Turns out I reinvented redux-act in the end ;)

------
avodonosov
Where I saw the same nullable / non-nullable values: Kotlin.

Bidning animals = cats is problematic only if the collection is mutable.
Forbidding that is too limiting when you work with immutable collections (even
it that's an Array - if you are not going to mutate it).

------
Hurtak
I heard somewhere, that TS class syntax diverged somewhat from the spec. Can
anybody who has insight into the TS tell me what the situation is?

------
DJCordhose
What currently is in TypeScript:
[https://github.com/Microsoft/TypeScript/wiki/What's-new-
in-T...](https://github.com/Microsoft/TypeScript/wiki/What's-new-in-
TypeScript)

------
karmakaze
Flow is more strict than TypeScript as demonstrated by the slides. As such why
not use it as a static checker for TypeScript? I don't see it so much as a vs.
situation.
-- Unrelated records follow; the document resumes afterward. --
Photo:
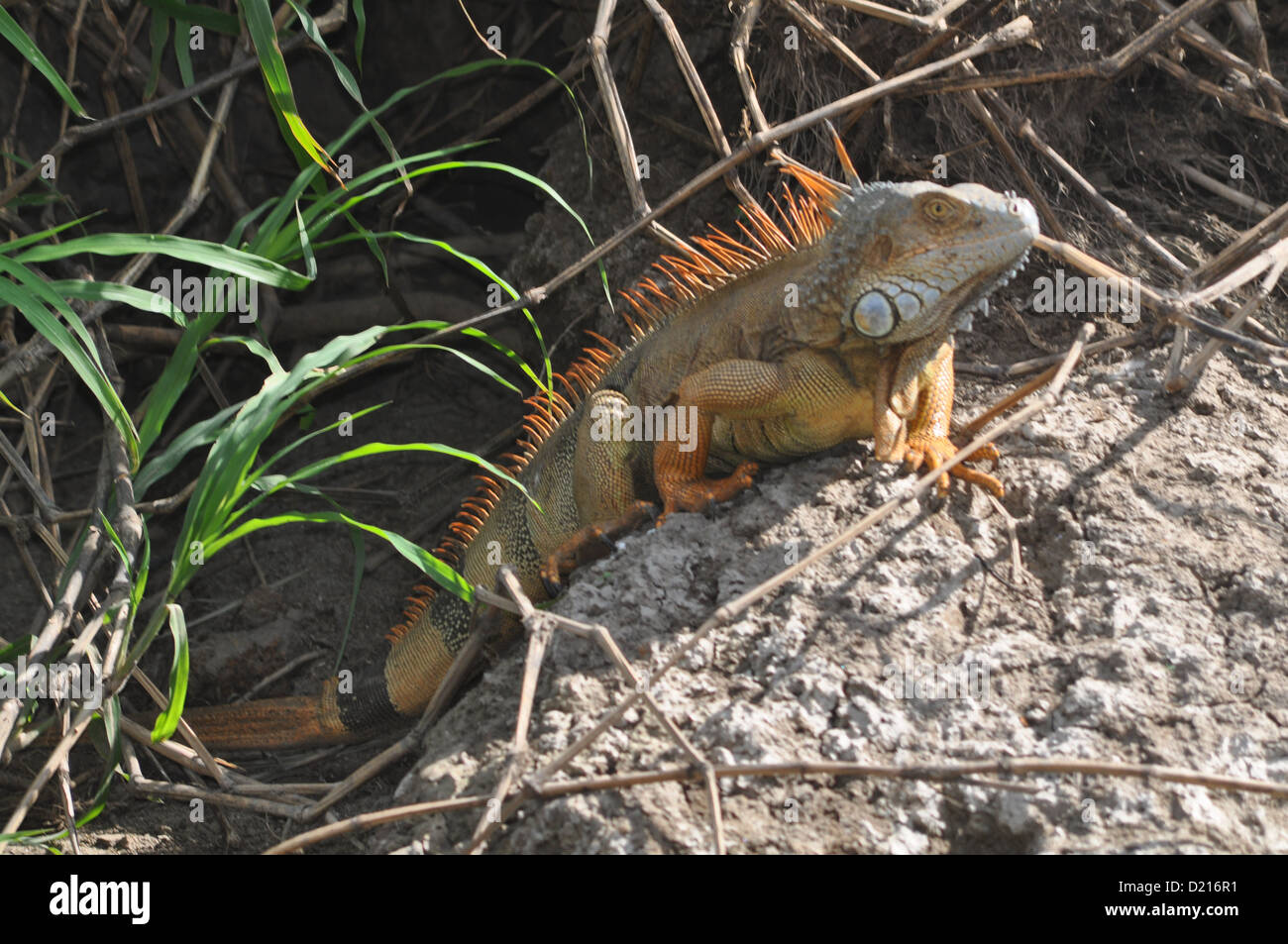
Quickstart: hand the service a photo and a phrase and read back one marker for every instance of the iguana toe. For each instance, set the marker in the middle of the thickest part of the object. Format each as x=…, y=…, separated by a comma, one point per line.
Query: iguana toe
x=932, y=452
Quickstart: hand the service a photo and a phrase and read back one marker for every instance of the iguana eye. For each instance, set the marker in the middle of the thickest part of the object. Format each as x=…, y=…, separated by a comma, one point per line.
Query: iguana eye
x=872, y=316
x=938, y=209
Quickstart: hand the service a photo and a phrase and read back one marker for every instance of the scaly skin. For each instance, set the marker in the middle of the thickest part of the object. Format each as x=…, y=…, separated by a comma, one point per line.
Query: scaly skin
x=877, y=279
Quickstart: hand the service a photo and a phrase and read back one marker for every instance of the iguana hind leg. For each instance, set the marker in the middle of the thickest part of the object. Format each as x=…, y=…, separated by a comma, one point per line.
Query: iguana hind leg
x=590, y=544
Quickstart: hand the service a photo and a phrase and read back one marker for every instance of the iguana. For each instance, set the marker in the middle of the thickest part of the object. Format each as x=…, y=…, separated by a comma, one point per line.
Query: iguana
x=831, y=320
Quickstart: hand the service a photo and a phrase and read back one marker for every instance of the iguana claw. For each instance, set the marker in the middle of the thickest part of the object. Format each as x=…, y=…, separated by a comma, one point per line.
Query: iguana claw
x=932, y=452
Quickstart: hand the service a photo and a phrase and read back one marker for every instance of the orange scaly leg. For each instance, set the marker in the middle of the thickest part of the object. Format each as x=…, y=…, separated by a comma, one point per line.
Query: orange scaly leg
x=926, y=442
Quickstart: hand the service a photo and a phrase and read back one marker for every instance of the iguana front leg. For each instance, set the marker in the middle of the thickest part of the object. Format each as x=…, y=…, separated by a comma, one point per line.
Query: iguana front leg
x=806, y=402
x=914, y=423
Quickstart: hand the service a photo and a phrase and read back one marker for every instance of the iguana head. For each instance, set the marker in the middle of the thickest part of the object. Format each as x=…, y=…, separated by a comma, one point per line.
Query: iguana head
x=901, y=261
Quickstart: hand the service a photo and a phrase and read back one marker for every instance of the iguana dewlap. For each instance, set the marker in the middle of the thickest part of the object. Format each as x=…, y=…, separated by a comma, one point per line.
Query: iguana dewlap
x=832, y=322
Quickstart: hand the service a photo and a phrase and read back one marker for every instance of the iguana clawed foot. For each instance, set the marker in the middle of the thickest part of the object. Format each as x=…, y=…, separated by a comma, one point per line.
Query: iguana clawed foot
x=932, y=451
x=590, y=544
x=699, y=494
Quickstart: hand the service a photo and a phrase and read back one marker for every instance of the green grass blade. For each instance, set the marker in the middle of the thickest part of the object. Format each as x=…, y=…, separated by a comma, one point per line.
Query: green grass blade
x=259, y=24
x=125, y=294
x=82, y=359
x=200, y=252
x=168, y=719
x=21, y=42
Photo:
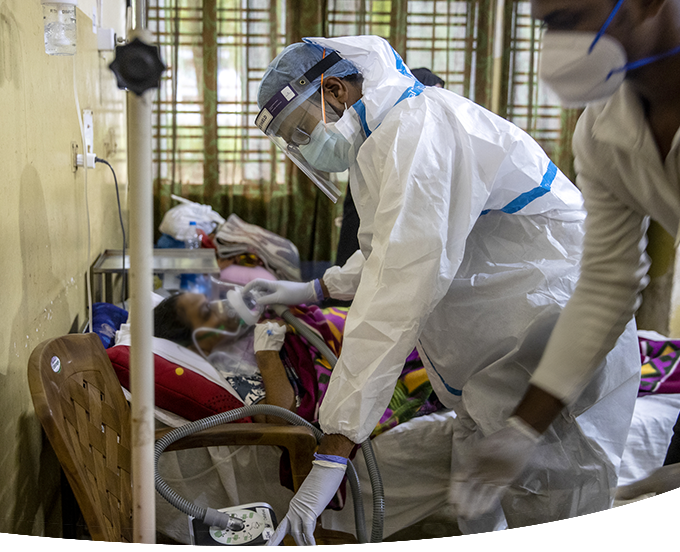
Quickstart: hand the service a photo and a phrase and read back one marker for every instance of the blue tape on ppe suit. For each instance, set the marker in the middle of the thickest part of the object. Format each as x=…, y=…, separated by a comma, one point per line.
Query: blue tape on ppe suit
x=521, y=201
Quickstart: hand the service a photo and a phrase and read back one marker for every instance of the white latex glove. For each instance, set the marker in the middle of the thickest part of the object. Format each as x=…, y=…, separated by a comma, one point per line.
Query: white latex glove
x=269, y=336
x=492, y=465
x=316, y=491
x=282, y=292
x=658, y=523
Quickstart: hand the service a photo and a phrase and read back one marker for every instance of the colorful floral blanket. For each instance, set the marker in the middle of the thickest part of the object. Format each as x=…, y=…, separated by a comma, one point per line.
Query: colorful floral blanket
x=660, y=359
x=310, y=374
x=413, y=395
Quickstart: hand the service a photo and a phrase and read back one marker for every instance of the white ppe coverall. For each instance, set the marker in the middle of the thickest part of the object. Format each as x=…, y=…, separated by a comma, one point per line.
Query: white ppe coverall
x=470, y=245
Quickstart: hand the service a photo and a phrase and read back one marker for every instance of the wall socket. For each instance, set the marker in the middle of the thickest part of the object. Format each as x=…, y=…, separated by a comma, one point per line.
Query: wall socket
x=74, y=156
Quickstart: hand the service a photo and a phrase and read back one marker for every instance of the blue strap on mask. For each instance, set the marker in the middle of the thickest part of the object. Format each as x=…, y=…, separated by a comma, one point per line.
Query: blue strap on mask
x=633, y=64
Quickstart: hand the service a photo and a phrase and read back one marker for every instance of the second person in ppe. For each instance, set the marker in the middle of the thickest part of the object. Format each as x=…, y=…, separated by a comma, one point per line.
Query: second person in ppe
x=470, y=245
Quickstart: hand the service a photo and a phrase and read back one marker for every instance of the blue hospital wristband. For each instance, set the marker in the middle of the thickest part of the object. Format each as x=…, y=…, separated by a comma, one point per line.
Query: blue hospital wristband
x=330, y=461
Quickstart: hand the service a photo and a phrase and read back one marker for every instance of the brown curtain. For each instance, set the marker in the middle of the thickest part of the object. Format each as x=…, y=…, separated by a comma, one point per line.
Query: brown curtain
x=206, y=146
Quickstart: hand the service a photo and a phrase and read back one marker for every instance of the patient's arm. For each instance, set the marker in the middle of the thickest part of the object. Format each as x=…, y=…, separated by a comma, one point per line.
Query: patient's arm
x=277, y=387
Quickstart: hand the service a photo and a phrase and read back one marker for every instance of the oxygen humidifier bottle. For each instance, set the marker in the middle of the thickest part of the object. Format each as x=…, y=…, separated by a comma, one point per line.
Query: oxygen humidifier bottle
x=194, y=239
x=59, y=17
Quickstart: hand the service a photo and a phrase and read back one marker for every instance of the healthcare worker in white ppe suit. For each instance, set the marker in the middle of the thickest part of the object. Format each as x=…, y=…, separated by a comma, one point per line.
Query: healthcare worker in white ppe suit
x=621, y=59
x=470, y=241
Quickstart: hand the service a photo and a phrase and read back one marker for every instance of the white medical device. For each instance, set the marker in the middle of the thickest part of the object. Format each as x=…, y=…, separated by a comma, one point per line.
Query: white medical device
x=259, y=522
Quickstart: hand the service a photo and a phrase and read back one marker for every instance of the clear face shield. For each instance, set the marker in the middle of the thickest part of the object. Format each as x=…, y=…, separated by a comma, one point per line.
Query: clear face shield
x=296, y=119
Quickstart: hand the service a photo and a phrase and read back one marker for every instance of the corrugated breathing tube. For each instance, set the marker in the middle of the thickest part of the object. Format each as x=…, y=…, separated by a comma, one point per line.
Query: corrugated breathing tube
x=214, y=518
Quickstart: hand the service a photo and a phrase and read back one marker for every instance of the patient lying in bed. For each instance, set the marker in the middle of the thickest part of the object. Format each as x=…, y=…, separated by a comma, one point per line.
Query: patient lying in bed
x=294, y=378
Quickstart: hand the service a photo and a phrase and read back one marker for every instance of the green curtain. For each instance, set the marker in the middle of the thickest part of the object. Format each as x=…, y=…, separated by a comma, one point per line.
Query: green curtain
x=207, y=149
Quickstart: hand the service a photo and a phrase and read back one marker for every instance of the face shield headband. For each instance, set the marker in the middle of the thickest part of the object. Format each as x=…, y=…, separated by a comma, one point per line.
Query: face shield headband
x=280, y=107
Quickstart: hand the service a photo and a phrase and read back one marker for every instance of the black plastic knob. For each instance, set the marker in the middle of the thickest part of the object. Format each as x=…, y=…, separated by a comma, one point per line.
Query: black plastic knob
x=137, y=66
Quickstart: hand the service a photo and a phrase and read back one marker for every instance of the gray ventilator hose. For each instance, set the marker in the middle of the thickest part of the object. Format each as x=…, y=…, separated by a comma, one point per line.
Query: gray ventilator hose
x=215, y=518
x=378, y=493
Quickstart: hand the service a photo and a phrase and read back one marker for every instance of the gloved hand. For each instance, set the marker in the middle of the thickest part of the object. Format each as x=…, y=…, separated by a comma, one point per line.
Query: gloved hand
x=493, y=464
x=269, y=336
x=314, y=494
x=659, y=523
x=283, y=292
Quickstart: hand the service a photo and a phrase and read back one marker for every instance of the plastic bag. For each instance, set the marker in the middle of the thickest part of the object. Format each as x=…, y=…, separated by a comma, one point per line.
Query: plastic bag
x=176, y=221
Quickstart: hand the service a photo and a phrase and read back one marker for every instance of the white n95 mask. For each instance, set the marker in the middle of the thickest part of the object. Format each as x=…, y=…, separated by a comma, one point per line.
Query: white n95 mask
x=580, y=67
x=327, y=150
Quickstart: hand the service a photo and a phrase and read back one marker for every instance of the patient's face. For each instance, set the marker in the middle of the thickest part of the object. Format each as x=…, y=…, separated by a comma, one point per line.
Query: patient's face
x=196, y=309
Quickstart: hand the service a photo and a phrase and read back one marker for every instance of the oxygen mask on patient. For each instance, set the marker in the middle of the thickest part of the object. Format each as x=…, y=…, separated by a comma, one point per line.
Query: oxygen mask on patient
x=236, y=314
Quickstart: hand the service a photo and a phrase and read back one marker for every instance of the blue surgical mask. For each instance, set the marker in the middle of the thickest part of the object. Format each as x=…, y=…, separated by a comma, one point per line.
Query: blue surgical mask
x=584, y=67
x=327, y=150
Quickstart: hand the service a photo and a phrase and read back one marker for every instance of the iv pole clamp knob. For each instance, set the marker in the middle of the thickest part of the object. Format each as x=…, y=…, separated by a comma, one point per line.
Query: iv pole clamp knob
x=137, y=66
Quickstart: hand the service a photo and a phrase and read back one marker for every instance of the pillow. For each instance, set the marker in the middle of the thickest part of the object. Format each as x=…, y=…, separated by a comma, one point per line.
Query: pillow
x=178, y=389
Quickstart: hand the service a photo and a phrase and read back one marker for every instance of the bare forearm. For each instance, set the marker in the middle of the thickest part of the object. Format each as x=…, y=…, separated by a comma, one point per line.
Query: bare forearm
x=538, y=408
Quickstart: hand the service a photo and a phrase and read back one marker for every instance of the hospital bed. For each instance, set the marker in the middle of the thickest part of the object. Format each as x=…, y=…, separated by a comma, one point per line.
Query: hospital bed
x=414, y=460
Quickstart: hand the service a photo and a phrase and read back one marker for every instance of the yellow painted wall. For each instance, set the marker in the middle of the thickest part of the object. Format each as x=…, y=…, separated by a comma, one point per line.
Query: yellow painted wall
x=44, y=245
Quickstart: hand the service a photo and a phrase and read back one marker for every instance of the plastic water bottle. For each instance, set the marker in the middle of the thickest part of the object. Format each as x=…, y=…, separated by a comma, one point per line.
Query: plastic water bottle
x=194, y=239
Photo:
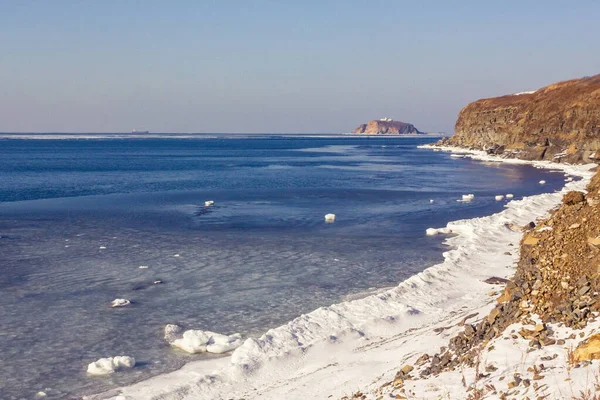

Unless you mean to use the unsafe area in what is valid TypeScript
and invalid Flow.

------
DJCordhose
What TypeScript 2.0 promises:
[https://www.infoq.com/news/2016/04/typescript-2-preview](https://www.infoq.com/news/2016/04/typescript-2-preview)

------
moomin
If you really want good types with your JS, there's always Purescript. (I'm
half serious.)

------
bkad
Love the use of Zenburn in the syntax highlighting :)